A
New Wine From Enviros
Rich Lowry
April 18, 2003
So many Americans are engaged in a boycott of French wine at the
moment that
some French importers are pressuring President Jacques Chirac to cry
Uncle
(Sam). But environmentalists, as ever, have different priorities
than the
rest of the country: They are busy protesting Napa Valley wine.
The picturesque trellised fields there make most people, especially
anyone
with a taste for cabernet, consider Northern California closer to
heaven
than any place on Earth since Eden. But the fields are maligned by
greens as
"alcohol farms," the environmentally catastrophic result
of "the graping of
the land."
Now, there's something amusing about sensitive liberals in one of
the
world's great bastions of progressive thinking warring among
themselves. The
stereotypical Northern California vineyard owner is a wealthy yuppie
who
appreciates the outdoors and the finer things and wants to live
within an
hour's drive of San Francisco, the Left Coast's left-most city. It
must be
discomfiting for him suddenly to be considered no better than a
smoke-belching coal-plant operator.
But hold your amusement. California wine has, during the past couple
of
decades, become as American as baseball, apple pie, Budweiser and
Jack
Daniel's. The vineyards are threatened by an environmental extremism
that
can properly be considered part of -- together with smoking bans at
bars,
hamburger lawsuits and all the rest of it -- "A War on Anything
You Might
Happen to Find Pleasurable."
One charge against the vineyards -- some of which are built on the
sides of
slopes -- is that they might dump dirt into streams, fouling the
water.

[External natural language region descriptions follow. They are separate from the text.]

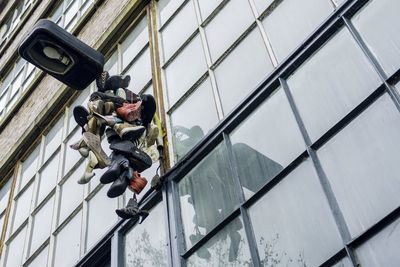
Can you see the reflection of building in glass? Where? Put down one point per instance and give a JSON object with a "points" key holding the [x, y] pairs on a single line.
{"points": [[280, 133]]}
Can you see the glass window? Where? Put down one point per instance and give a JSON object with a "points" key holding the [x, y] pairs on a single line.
{"points": [[190, 62], [42, 225], [146, 243], [227, 248], [22, 207], [266, 142], [188, 130], [377, 23], [292, 21], [206, 195], [331, 83], [15, 249], [134, 42], [48, 178], [167, 8], [140, 71], [29, 167], [5, 194], [178, 30], [365, 184], [236, 14], [41, 259], [67, 245], [243, 69], [293, 211], [101, 216], [382, 249], [53, 138], [71, 193]]}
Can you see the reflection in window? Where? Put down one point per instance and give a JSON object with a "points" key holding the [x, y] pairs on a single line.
{"points": [[188, 130], [243, 69], [382, 249], [331, 83], [227, 248], [295, 210], [365, 185], [206, 196], [146, 244], [266, 142], [292, 21], [381, 38]]}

It
has happened occasionally. But the definitions of water pollution
and of
what constitutes a stream -- practically any rivulet of rain runoff
-- have
become maniacally broad.
Environmentalists complain that the vineyards are a monoculture,
i.e., just
one, ecologically sterile, crop. Although some of the newer
vineyards have
eaten into forests, most of them have replaced other monocultures,
apple
orchards and the like.
Finally, greens worry about endangered species. Heaven forbid that a
mud
puddle might be disturbed that provides a habitat to a vernal pool
of fairy
shrimp, but it is only by stretching the federal Endangered Species
Act to
the point of absurdity that vineyards can be portrayed as despoilers
of the
planet.
As the wine industry has boomed in Northern California in recent
years
(fueled by annoying Internet millionaires), an important shift in
perception
has taken place. Vineyards were once viewed as an alternative to
tract
housing and other nasty development, but now are themselves seen as
nasty
development.
That makes them vulnerable to every tool of harassment in the
environmentalist arsenal: numerous lawsuits (the Sierra Club has
sued the
local government and growers), zealously applied federal regulations
and
ever-tightening local land-use and permitting rules.

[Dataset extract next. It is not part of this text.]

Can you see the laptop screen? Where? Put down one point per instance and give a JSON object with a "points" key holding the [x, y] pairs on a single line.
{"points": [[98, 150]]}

Starting a vineyard is inherently dicey. It usually means borrowing
a lot of
money to buy land that costs about $100,000 an acre, and then it
take years
to get the vines growing high-quality grapes. On top of it all, now
there's
the expense of hiring lawyers, endangered-species specialists and
perhaps
fish biologists, and the risk of unplanned delays imposed by
aggressive
regulators. "It has become a very involved legal, scientific
and technical process that
stretches over months and maybe years. It renders many properties
potentially uncommercial," says Christopher Hermann, who heads
the West
Coast law firm Stoel Rives' wine-law group. (Yes, there is such a
thing --
without it, unfortunately, vineyards wouldn't stand a chance.)
For vineyard opponents, putting property out of commission is the
point.
Some critics have taken to calling the growers "merchants of
death," as if
they're selling crack. They apparently haven't gotten the word that
a glass
of wine a day can help prevent heart disease, never mind pleasing
the pallet
and soothing the spirit.
Patriotic, common-sensical imbibers should have their marching
orders:
Boycott French wine to annoy Jacques Chirac and his countrymen.
Drink
Californian to annoy the enviro-weenies.